Simplified preparation process: 4 quarts (1 gallon) of milk, to which is add 2/3 cup Kosher Salt. Bring to 100 F. Add 1/4 TSP Thremophilic culture, wait 5 minutes. Add 1/4 TSP Rennet. Hold for 2 hours at 100 F. Check for a clean break (indicating the curd has set), then cut into smaller sections. Allow to settle for 5 minutes, then stir for 15 minutes. Allow to settle. Pour through cheese cloth and a colander and allow to drain, reserving the whey. Placed the drain curd into a mold (I use a small Tomme mold) and turn several times for 12 hours. Add another 1/3 cup Kosher salt to the whey and store at room temperature.
Why is this cheese interesting, both in general and in an emergency? Because it is designed to be stored at room temperature (which, apparently, is how it is done in North Africa). The heavily salted (very heavily salted) whey preserves the cheese against mold and bacteria. (Note that I have not yet tried this theory, but will have to put it to the test with a small test sample of a cheese. No sense in wasting good cheese unless I have to). In the refrigerator as I store it, it will last a long time indeed (not, in point of fact, that it ever does).

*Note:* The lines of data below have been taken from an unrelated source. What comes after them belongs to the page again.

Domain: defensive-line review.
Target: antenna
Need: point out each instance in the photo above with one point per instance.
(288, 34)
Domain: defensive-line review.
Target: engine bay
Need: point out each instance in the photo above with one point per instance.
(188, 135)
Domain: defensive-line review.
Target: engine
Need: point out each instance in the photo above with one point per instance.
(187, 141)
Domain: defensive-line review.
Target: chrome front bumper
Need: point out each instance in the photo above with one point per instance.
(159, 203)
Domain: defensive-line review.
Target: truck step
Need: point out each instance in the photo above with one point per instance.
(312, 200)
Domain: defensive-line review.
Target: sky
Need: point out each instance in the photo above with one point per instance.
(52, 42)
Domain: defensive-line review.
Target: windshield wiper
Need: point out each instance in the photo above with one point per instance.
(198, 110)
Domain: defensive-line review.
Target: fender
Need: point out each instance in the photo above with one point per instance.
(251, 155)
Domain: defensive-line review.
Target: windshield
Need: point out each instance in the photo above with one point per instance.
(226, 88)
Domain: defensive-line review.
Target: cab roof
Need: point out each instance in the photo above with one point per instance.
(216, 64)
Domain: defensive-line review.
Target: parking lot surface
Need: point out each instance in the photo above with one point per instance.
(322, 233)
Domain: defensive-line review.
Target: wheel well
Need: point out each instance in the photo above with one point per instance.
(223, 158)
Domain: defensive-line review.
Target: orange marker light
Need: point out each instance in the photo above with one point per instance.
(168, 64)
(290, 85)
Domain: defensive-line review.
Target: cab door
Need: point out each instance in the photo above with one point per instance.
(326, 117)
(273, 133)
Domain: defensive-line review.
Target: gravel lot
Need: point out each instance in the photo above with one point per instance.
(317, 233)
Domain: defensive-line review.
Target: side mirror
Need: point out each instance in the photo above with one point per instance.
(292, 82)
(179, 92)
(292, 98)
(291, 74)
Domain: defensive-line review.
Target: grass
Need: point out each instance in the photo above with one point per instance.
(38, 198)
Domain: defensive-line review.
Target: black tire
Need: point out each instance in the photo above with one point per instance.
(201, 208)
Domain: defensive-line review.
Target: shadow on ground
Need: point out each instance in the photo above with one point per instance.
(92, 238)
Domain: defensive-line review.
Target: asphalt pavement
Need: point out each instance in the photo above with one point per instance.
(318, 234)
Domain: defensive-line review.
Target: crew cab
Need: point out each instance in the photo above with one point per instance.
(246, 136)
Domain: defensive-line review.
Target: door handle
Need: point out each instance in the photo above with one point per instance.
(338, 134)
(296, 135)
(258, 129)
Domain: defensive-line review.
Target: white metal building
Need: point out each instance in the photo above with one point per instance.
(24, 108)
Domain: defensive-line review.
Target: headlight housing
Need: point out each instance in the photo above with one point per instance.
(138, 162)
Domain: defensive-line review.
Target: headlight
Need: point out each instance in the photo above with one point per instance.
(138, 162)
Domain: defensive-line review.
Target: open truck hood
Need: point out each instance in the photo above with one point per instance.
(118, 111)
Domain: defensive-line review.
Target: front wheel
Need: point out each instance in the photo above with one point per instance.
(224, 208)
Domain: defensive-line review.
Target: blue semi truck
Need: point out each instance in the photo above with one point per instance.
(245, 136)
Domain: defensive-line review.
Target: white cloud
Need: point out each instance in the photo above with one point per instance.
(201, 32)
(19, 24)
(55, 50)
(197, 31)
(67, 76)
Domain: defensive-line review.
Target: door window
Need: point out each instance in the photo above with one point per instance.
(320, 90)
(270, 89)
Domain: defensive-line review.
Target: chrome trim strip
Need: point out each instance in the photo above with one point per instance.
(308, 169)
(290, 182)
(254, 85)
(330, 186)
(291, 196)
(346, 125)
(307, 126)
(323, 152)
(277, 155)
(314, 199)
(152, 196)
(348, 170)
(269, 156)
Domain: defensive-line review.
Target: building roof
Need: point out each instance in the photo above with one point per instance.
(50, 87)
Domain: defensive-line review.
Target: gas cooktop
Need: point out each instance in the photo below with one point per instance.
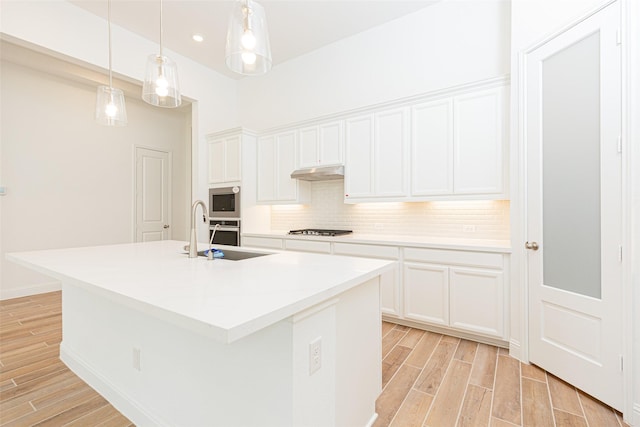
(320, 232)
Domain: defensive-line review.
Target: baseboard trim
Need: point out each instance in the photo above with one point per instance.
(515, 350)
(373, 419)
(120, 400)
(446, 331)
(635, 416)
(41, 288)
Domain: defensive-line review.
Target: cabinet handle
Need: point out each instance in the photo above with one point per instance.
(533, 246)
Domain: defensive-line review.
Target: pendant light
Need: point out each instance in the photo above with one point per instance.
(248, 51)
(110, 107)
(160, 86)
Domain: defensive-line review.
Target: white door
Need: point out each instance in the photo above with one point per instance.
(573, 195)
(153, 180)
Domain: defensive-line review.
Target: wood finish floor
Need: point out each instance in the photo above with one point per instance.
(436, 380)
(428, 379)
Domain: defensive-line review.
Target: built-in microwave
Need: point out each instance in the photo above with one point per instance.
(224, 203)
(226, 232)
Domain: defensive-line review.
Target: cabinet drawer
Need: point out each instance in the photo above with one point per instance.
(442, 256)
(369, 251)
(308, 246)
(262, 242)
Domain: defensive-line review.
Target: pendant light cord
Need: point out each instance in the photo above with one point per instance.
(109, 26)
(160, 27)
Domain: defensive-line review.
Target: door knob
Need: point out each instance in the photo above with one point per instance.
(533, 246)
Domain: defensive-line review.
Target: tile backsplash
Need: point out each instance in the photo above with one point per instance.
(479, 219)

Cheese - or any preservation of any food, really - is a Godsend. It is a way to take a raw material and add value to the process and preserve it for the future. Hopefully we will never reach the stage where things will become somewhat rationed (but, as we have seen with the avian flu, it can happen). To be able to take something and turn it into a food for longer storage is a good thing. To change that food into something that can quite possibly go without refrigeration for periods of time, even better.